SRAM and Shimano are easier when it comes to neutral support in races. C11 is not common.

I love the Campagnolo ergonomics, but with Athena hoods you don't get that great multiple upshift functionality available on Chorus, Record and SR. The thumb shifter isn't an easy reach from the drops of all bars.
Ultegra just works as it is. I don't like that brifter, though. BTTW I tend to shift when braking and vice versa.
Force is fine, but Red hoods would be an upgrade.

My choice would be Athena, but with Chorus hoods.


----------



## T0mi (Mar 2, 2011)

kbwh said:


> The thumb shifter isn't an easy reach from the drops of all bars.


On the other hand you can press it with your small finger when on the top of the bar which is sometimes useful.


----------



## kbwh (May 28, 2010)

Indeed it is.


----------



## T0mi (Mar 2, 2011)

nicko9676 said:


> Need to know what you would recommend as my build for my next bike? Personal experiences and interesting features and specs are more than welcome. :thumbsup:
> 
> Basically It will be used as a training/racing bike if that helps.


Will this bike be the only road bike you have ? Do you intend to swap wheelsets ?

This is the major downside of going from campy to sram/shimano or the other. If you already have say 2 or 3 wheelset and intend to maintain compatibility with your new bike, your choice is more limited. If you only use one wheelset, choose what you want.

In term of performances, they are all great groups. Force is the lightest, Athena less than 100gr heavier. However Ultegra is almost 400gr heavier than Force. It may do a difference to you if you are climbing a lot.

But your choice should be done on ergonomics rather than weight. I love the comfort of the current Campagnolo ergopower levers but sadly the Athena levers are powershift (only one cog down at a time, 3up). As kbwh said, it would be interesting to switch to chorus ultrashift levers. I haven't tried double tap and I'm not a fan of shimano levers as I don't like the use of the brake lever for shifting.

In term of reliability, I've used ultegra in the past and from my experience the group wear faster than anything campagnolo (I still use a late 90's chorus 9sp group when I visit my parents and it is still as good as new after >50kmiles) with the levers developing wear and making the noisy on rough roads while still shifting fine. Heard of Sram shifters failure in this forum, replaced under warranty but I usually keep a group for more than the warranty period. I would say that selling groups that may fail before 10y / 50k use is pure robbery.

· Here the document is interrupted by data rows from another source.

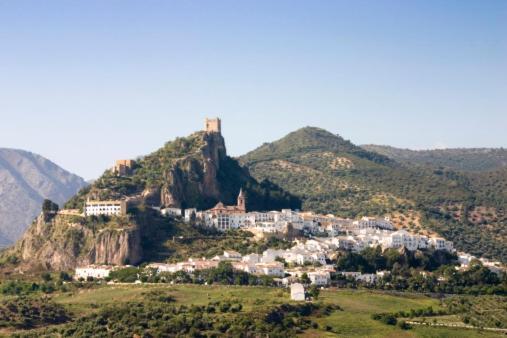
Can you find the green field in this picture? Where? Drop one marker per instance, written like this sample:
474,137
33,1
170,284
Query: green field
354,321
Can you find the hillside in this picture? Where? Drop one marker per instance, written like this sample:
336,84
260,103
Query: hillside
193,171
26,179
332,175
461,159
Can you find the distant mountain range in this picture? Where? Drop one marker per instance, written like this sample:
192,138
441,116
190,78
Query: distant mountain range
462,159
423,192
26,179
461,196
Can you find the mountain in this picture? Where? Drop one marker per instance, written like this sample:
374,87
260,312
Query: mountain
192,171
332,175
461,159
26,179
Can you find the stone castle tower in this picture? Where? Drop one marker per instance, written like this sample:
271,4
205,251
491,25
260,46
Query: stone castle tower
213,125
241,200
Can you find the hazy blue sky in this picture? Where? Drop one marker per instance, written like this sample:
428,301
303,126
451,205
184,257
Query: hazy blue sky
86,82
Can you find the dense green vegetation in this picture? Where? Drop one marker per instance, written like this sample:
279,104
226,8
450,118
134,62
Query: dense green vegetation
480,311
26,313
471,159
420,271
331,175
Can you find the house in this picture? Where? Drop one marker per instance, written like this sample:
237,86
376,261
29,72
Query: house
270,255
440,243
190,214
274,269
319,278
232,255
297,292
107,208
93,271
123,167
171,212
162,267
252,258
246,267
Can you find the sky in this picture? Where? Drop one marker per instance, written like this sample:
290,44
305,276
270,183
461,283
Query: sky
86,82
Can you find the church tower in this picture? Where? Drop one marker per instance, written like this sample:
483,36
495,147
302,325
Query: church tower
241,200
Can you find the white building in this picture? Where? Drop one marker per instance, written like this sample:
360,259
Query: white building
93,271
252,258
297,292
108,208
440,243
275,269
319,278
190,214
171,212
370,222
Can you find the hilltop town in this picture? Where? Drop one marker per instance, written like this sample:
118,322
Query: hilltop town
316,237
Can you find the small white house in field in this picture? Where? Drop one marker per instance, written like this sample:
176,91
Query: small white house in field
297,292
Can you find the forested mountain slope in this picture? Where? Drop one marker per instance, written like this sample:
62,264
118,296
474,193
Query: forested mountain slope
461,159
332,175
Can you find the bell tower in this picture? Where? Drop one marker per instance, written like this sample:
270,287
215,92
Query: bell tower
241,200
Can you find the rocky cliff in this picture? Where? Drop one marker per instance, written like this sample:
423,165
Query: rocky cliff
65,242
26,179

All in all, if you consider price/weight ratio, SRAM Force as an advantage. Again if you intend to keep it for a few years I would suggest to ask more sram knowledgeable members for failure rates. In my expericence, Campagnolo is better than shimano in term of reliability but I have only used 8 to 10sp groups so I can't comment on 11sp ones.


----------



## flatlander_48 (Nov 16, 2005)

Apples, Oranges and Grapefruits...

You have the #2 (or #3, depending) SRAM group, the #4 Campagnolo group and the #2 Shimano group. Would you care to explain your logic?


----------



## voodooguy (Aug 18, 2007)

Aside from the wheel set compatibility that TOmi brings up, the bottom line is what mechanism do you prefer to actuate your drive train. If you could test ride them, that would be good.


----------